The primary focus is to see if the employee had a history of legal issues or fraud cases involvement. This can put a huge question on the candidate’s resume.

5 – Using a job offer as leverage – The lure of finding a high-paying job is likely to make a candidate run after different job opportunities at the same time. This makes candidates hold multiple offer letters at one time. And later prefer the one offering maximum pay-scale. No wonder it’s wise from your financial perspective, but at the same time, it may question your work ethic.

How long do you stay on the ‘do-not-hire-list’?

The overall length of staying on this list depends on the reason. If the employer has put you on this list due to lack of expertise, you are likely to be removed in a few months or a year. But when it comes to sensitive reasons like fraud and legal case involvement found in the employee background check, the candidate is likely to stay on this list forever.

What to do if you are on this list?

Of course, it isn’t a good sign to be on this list anyhow. Fortunately, there are many ways to remove yourself from this list. All you need is to follow a string of reasonable practices. Here are some of them mentioned for you –

1 – Ask for a referral – If you think you failed to create that first impression, ask a friend to refer you to your dream company. Make sure your friend is an existing or former employee of the organization. This adds to your credibility while giving you a second chance to create a positive impact now.

2 – Take a pause – If you are blacklisted due to some minor reasons like – lack of specialty, then take some time to apply again. Consume this time to upgrade your skill set, attain some relevant certifications to add credibility to your resume and overall potential. This will enhance your chances of getting hired soon.

3 – Stay in touch – Even if you are blacklisted, continue to preserve your relationships with the human resource. This is one of the ways to be in their good books forever. Your rude behavior on a company blacklisting you is likely to backfire. So, why do it? After all, it takes nothing to be generous to someone.

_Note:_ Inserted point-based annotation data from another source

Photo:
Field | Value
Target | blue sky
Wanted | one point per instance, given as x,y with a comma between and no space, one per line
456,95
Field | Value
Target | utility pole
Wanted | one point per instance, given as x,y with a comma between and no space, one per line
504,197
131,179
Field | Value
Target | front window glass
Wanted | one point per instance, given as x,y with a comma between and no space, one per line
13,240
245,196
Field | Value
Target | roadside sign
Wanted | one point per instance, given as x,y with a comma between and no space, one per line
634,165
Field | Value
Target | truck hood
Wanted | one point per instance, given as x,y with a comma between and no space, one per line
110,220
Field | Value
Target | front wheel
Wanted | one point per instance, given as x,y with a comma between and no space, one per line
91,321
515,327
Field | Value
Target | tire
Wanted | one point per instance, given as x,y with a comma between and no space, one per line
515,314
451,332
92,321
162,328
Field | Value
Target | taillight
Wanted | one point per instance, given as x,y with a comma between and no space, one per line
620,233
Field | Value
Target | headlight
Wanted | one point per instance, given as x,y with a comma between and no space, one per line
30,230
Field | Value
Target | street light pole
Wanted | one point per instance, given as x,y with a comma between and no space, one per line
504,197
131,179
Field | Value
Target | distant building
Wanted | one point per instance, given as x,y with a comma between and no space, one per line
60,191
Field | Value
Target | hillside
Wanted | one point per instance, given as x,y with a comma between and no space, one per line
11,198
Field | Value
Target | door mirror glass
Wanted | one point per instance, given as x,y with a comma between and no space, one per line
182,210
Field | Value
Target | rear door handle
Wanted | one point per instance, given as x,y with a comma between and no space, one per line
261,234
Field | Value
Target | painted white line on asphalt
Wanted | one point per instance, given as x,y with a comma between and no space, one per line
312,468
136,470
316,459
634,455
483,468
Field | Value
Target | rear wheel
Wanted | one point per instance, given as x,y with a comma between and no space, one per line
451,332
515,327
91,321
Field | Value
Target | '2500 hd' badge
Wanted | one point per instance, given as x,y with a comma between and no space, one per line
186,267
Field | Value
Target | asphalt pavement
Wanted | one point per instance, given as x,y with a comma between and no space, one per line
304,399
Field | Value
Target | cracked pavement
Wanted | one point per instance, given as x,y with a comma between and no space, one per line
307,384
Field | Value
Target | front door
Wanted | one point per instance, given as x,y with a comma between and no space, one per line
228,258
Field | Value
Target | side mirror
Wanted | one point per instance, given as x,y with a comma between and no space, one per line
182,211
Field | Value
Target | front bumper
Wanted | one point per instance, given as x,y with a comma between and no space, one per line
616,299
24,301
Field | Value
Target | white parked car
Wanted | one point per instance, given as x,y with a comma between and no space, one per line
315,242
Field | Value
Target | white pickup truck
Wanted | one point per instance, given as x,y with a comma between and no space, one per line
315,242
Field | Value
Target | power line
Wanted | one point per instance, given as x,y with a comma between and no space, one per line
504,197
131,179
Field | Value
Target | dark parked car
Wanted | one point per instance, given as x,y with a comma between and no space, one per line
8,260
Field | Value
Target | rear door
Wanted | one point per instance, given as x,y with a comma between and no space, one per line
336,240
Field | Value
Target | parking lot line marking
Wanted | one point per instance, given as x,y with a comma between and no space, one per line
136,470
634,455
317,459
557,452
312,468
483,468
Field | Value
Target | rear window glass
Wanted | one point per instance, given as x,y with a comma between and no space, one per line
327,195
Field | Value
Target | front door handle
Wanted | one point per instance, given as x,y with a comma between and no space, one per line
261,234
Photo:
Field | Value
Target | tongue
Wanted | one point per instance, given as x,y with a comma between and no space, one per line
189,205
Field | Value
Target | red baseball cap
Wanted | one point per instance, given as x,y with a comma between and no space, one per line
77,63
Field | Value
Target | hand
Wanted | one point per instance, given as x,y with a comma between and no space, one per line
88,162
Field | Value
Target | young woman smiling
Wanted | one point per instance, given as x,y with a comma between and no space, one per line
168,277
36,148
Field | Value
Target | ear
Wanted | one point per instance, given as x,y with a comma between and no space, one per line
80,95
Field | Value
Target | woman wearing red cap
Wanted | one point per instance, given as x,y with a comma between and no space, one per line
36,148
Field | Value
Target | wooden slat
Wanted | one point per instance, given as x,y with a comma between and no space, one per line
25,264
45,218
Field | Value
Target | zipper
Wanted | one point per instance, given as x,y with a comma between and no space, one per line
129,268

Also read: How to Implement Salesforce Into Your Businesses?

Final conclusion –

The hiring process requires an HR professional to surf through multiple applications until s/he is familiar with the concept of ‘do-not-hire-list.’ It lets them cut short the number of applicants to proceed. Of course, this list isn’t something going to decide a potential candidate’s career growth. It’s just a list of applicants who may not be appropriate for a particular role with your organization. Fortunately, there are many ways to skip its impact on your resume.